Maximize the Scorecard window. The detailed Initial Scorecard displays information such as the scorecard points for each attribute, WOE, event rate (percentage of bad applicants in that score range), percentage of population, and the regression coefficient for each attribute. The Percentage of Population is the percentage of bad applicants who have a score higher than the lower limit of the score range.

When you are done analyzing the Initial Scorecard, minimize the Scorecard window.

Maximize the Score Rankings Overlay window. By default, the Score Rankings Overlay window plots the Cumulative Lift chart. Recall that lift is the ratio of the percent of targets (that is, bad loans) in each decile to the percent of targets in the entire data set. Cumulative lift is the cumulative ratio of the percent of targets up to the decile of interest to the percent of targets in the entire data set.

For lift and cumulative lift, the higher value in the lower deciles indicates a predictive scorecard model. Notice that both Lift and Cumulative Lift for this scorecard have high lift values in the lower deciles.

When you are done analyzing the Score Rankings Overlay, minimize the Score Rankings Overlay window.

Maximize the Empirical Odds Plot window. An empirical odds plot is used to evaluate the calibration of the scorecard. The chart plots the observed odds in a score bucket against the average score value in each bucket. The plot can help determine where the scorecard is or is not sufficiently accurate. The odds are calculated as the logarithm of the number of bad loans divided by the number of good loans for each scorecard bucket range. Thus, a steep negative slope implies that the good applicants tend to get higher scores than the bad applicants. As would be expected with the previous plot, as the scorecard points increase, so does the number of good loans in each score bucket.

When you are done analyzing the Empirical Odds Plot, minimize the Empirical Odds Plot window.

From the main menu, select ViewStrength StatisticsKolmogorov-Smirnov Plot. The Kolmogorov-Smirnov Plot shows the Kolmogorov-Smirnov statistics plotted against scorecard cutoff values. Recall that the Kolmogorov-Smirnov statistic is the maximum distance between the empirical distribution functions for the good applicants and the bad applicants. The difference is plotted, for all cutoffs, in the Kolmogorov-Smirnov Plot.

The weakness of reporting only the maximum difference between the curves is that it provides only a measure of vertical separation at one cutoff value, but not overall cutoff values. According to the plot above, the best cutoff is approximately 180 (where the Kolmogorov-Smirnov score is at a maximum). At a cutoff value of 180, the scorecard best distinguishes between good and bad loans.

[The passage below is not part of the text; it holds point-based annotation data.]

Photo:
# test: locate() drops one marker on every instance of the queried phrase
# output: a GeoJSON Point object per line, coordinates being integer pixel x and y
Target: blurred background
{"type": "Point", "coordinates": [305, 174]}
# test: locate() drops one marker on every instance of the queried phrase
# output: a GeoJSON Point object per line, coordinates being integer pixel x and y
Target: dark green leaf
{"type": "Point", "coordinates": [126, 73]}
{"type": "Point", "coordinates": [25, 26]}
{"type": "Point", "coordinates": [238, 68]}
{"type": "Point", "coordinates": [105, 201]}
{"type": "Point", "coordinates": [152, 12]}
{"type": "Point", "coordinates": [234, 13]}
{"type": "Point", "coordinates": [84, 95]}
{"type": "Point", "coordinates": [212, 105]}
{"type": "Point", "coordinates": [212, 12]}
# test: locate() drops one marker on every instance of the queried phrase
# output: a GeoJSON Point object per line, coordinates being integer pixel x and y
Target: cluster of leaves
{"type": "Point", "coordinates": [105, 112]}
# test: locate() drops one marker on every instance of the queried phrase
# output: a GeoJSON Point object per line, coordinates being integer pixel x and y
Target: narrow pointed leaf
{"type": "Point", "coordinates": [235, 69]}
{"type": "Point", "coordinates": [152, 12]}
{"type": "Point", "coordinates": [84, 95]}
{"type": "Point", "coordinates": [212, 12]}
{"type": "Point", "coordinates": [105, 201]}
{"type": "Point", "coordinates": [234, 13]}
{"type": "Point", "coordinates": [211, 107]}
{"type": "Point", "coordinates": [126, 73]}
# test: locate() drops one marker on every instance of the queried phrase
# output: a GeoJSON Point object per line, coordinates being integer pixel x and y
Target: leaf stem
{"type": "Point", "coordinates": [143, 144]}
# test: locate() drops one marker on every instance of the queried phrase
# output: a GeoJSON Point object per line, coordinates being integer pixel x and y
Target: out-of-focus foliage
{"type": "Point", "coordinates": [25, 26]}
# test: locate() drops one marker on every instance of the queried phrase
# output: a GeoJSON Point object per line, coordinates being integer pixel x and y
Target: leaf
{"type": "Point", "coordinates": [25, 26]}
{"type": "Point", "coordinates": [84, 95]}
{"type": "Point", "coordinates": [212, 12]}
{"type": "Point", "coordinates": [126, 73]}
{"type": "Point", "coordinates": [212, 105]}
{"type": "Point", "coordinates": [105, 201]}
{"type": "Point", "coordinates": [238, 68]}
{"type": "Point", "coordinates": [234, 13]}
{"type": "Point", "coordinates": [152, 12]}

When you are done analyzing the Kolmogorov-Smirnov Plot, close the Kolmogorov-Smirnov Plot window.

From the main menu, select ViewStrength StatisticsROC Plot. The ROC plot is a graphical measure of sensitivity versus 1–specificity. The AUR (which is close to 0.71 for the validation data from the previous Fit Statistics table) measures the area below each of the curves that you see drawn in the plot. The AUR is generally regarded as providing a much better measure of the scorecard strength than the Kolmogorov-Smirnov statistic because the area being calculated encompasses all cutoff values. A scorecard that is no better than random selection has an AUR value equal to 0.50. The maximum value of the AUR is 1.0.

When you are done analyzing the ROC Plot, close the Results window.